Des turbines supersoniques

En octobre, la société ProEnergy a décidé de pousser un cran plus loin cette logique, en proposant de donner une seconde vie aux moteurs d’avions usagés. Concrètement, elle récupère les cœurs des moteurs CF6-80C2, équipant par exemple les Boeing 747, et les associe à des pièces neuves pour former ses turbines PE6000. Dotées d’une capacité de 48 MW, elles seront livrées dès 2027, garantit l’entreprise états-unienne, qui rappelle que 1000 moteurs d’avions pourraient être mis hors service au cours des dix prochaines années. Ses promesses semblent faire mouche : selon son dirigeant, 21 turbines à gaz ont déjà été vendues pour deux projets de datacenters, représentant 1GW de capacité.

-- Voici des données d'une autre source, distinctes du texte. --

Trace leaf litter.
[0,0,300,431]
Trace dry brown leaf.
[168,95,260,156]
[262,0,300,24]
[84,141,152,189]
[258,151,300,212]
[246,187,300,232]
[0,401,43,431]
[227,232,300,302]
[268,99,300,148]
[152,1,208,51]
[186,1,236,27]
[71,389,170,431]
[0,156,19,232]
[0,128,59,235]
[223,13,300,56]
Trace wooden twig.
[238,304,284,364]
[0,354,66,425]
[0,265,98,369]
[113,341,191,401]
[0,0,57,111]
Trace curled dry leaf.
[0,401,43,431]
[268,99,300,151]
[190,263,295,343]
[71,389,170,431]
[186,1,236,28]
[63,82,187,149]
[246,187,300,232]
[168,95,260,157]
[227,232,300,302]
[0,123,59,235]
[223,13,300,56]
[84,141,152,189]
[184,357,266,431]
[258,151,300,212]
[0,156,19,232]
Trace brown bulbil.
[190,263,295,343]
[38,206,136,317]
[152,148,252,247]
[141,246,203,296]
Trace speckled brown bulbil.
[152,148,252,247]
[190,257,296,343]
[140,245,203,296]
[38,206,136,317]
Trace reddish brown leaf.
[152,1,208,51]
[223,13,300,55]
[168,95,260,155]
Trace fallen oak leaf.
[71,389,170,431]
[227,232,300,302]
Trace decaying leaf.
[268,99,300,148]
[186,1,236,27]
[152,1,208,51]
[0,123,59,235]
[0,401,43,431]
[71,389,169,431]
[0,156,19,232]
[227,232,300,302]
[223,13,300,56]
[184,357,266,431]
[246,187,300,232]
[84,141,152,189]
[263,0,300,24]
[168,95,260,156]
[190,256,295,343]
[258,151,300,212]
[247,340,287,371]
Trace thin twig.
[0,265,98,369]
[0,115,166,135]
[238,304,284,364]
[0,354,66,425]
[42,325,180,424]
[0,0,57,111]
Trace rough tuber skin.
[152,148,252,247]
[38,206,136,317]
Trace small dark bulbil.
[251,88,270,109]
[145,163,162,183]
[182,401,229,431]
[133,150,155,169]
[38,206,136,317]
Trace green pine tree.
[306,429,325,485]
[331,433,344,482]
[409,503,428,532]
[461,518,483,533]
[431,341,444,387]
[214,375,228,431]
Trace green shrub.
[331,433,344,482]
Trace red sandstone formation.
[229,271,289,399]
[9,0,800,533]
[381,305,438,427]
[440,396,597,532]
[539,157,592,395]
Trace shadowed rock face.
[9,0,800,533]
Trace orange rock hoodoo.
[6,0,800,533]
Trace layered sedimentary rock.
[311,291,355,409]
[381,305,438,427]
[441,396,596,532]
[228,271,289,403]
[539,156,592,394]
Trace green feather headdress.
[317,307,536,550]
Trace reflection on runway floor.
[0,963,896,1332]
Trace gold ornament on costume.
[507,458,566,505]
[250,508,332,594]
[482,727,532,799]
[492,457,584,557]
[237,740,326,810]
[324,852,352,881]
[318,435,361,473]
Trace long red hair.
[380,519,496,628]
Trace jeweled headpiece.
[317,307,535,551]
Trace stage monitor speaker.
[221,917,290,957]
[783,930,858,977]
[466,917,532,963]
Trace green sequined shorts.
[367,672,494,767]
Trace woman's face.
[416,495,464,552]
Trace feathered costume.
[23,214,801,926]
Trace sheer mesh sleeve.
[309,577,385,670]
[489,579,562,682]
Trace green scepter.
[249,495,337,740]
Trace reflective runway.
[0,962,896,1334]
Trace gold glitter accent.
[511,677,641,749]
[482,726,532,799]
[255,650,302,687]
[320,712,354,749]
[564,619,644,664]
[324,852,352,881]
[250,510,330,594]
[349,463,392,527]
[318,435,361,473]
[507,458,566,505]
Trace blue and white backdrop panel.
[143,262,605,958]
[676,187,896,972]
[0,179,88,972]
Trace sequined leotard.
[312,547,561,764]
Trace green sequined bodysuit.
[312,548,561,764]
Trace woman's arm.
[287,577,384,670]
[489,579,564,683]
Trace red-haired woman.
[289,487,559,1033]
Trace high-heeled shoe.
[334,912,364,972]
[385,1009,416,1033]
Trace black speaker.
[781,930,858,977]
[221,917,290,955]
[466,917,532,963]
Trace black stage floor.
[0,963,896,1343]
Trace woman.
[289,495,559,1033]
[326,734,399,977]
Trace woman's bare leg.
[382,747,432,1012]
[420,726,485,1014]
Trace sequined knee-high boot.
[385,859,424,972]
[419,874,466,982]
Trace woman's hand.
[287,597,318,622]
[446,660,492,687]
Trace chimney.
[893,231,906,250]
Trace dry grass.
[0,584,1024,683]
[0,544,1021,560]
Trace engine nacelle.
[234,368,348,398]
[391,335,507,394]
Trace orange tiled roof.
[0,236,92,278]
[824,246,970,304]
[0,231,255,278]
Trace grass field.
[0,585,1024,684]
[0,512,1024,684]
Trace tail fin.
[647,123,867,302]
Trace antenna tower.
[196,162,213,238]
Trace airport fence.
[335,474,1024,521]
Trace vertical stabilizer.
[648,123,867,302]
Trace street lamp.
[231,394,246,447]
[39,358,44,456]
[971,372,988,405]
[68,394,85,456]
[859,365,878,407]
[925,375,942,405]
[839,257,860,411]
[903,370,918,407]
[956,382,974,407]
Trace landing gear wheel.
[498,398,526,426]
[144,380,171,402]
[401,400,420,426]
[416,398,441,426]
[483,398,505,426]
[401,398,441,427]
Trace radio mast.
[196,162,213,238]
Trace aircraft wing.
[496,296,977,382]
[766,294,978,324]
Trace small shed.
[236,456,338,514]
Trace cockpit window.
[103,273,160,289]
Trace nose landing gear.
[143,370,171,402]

La start-up Boom cherche elle aussi à s’imposer sur ce segment prometteur. Fondée en 2014, elle est surtout connue pour son projet d’avion supersonique, baptisé Overture. Son démonstrateur (de taille réduite) a d’ailleurs franchi le mur du son en janvier 2025, une première pour un appareil privé depuis le Concorde. Le 9 décembre, elle a annoncé avoir levé 300 millions de dollars pour livrer, à partir de 2027, une turbine à gaz dérivée de son moteur supersonique. Celle-ci affiche 42 MW et peut fonctionner en continu, même lorsque les températures dépassent les 40°C. Des performances qui ont séduit Crusoe, une entreprise spécialisée dans les centres de données, qui s’est engagée à acheter 29 turbines à Boom, pour 1,25 milliard de dollars. La pépite de l’aéronautique espère atteindre 4 GW de capacités de production à l’horizon 2030.

La quête de solutions plus vertes

En parallèle, des solutions similaires mais plus écologiques sont en train d’émerger. Fondée en 2022 par des anciens de SpaceX, la start-up Arbor a annoncé fin octobre avoir levé 55 millions de dollars pour développer une turbine d’un nouveau genre, «conçue pour contourner les goulets d’étranglement de la chaîne d’approvisionnement». Sa technologie repose sur un système d’oxycombustion : elle brûle le gaz naturel avec de l’oxygène pur tout en augmentant la pression afin d’obtenir du CO2 supercritique, qui actionne la turbine. Déjà concentré, le CO2 peut ensuite être capté et stocké facilement, ce qui amène l’entreprise à vendre un procédé «zéro émission». Un pilote de 1 MW sera lancé prochainement et les premières turbines commerciales, de 25 MW, sont attendues en 2028.

Initialement, la start-up prévoyait même d’utiliser plutôt de la biomasse en guise de combustible, permettant ainsi de produire de l’énergie à bilan carbone négatif. Elle a finalement choisi un fonctionnement omnivore, craignant de limiter sa portée face à la moindre disponibilité des ressources en bois et en déchets agricoles. Une volte-face regrettable, mais négligeable face à celle de plusieurs pays d’Asie qui, faute de turbines à gaz, prévoient uant à eux de rouvrir des centrales à charbon pour faire tourner leurs centres de données.